Riskante Flucht zu Fuß über den Brenner nach Italien

In Wien angekommen, fuhren die Männer mit dem Taxi schließlich zur Niederlassung der Salesianer. Von dort aus ging es dann weiter nach Linz und Innsbruck. Doch noch war die Reise nicht zu Ende. „Der Fußweg über den Brenner war gefährlich und anstrengend. Aber wir trafen immer wieder auf Menschen, die uns halfen, die uns etwas zu essen und Unterkunft gaben. Mit dem Zug ging es nach Verona zu den Salesianern. Am nächsten Tag, es war der 12. September, das Fest Mariä Namen, kamen wir in Turin an. Vom Bahnhof aus liefen wir sofort in die Maria-Hilf-Basilika, um Danke zu sagen“, berichtete Pater Stepanovsky weiter.

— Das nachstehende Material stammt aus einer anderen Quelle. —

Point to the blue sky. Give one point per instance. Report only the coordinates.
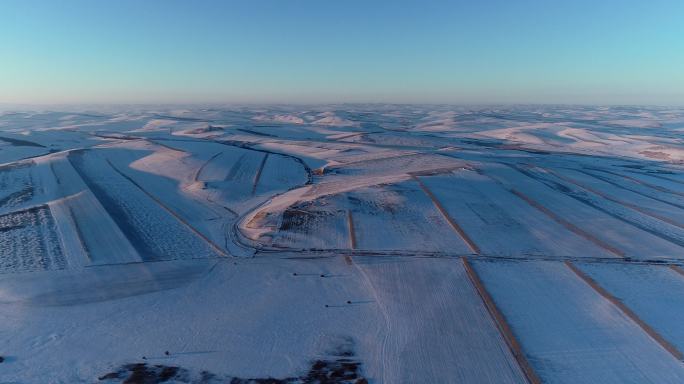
(299, 51)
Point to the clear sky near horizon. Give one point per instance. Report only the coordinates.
(303, 51)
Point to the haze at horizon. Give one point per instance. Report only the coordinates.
(77, 51)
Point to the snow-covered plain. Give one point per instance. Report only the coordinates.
(342, 244)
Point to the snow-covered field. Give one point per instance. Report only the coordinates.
(342, 244)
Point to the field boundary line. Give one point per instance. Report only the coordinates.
(454, 225)
(501, 324)
(658, 338)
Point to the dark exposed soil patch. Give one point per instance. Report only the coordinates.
(339, 367)
(21, 143)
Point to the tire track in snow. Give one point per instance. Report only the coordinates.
(454, 225)
(501, 324)
(258, 174)
(352, 231)
(652, 186)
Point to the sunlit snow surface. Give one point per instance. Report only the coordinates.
(342, 244)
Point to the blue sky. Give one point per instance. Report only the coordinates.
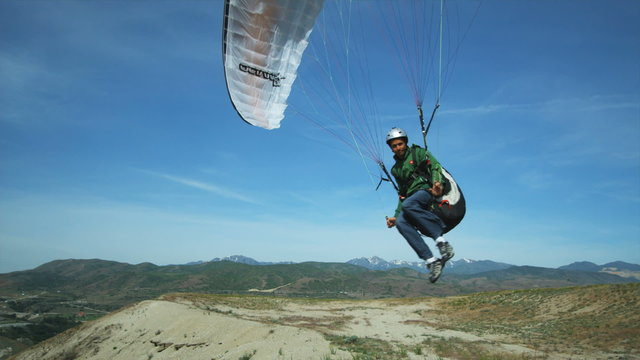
(118, 142)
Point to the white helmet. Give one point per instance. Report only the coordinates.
(396, 133)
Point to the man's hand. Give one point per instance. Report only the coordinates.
(391, 222)
(436, 190)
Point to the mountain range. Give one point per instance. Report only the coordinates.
(462, 266)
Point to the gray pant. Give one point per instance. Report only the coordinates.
(416, 218)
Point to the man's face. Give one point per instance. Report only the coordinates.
(399, 147)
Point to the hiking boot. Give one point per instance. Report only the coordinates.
(446, 251)
(435, 270)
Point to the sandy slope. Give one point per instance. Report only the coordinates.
(218, 327)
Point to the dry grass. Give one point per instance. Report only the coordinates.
(595, 318)
(582, 322)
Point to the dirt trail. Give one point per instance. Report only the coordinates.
(218, 327)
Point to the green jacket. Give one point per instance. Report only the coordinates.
(408, 180)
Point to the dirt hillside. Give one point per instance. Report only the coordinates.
(502, 325)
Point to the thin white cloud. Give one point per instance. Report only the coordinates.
(208, 187)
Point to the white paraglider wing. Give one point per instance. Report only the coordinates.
(263, 43)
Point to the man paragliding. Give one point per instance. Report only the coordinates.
(423, 206)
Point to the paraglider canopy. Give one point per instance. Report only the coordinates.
(263, 43)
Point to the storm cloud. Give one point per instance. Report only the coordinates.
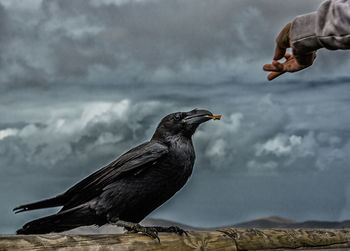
(83, 81)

An den Feierlichkeiten zur Beatifikation seines Retters kann er, zumindest von einer irdischen Warte aus, nicht mehr teilnehmen: Wenige Wochen vor dem Termin verstarb Pater Stepanovsky im letzten August im Alter von neunzig Jahren im Allgäu, wo er sechzig Jahre lang als Lehrer und Erzieher wirkte.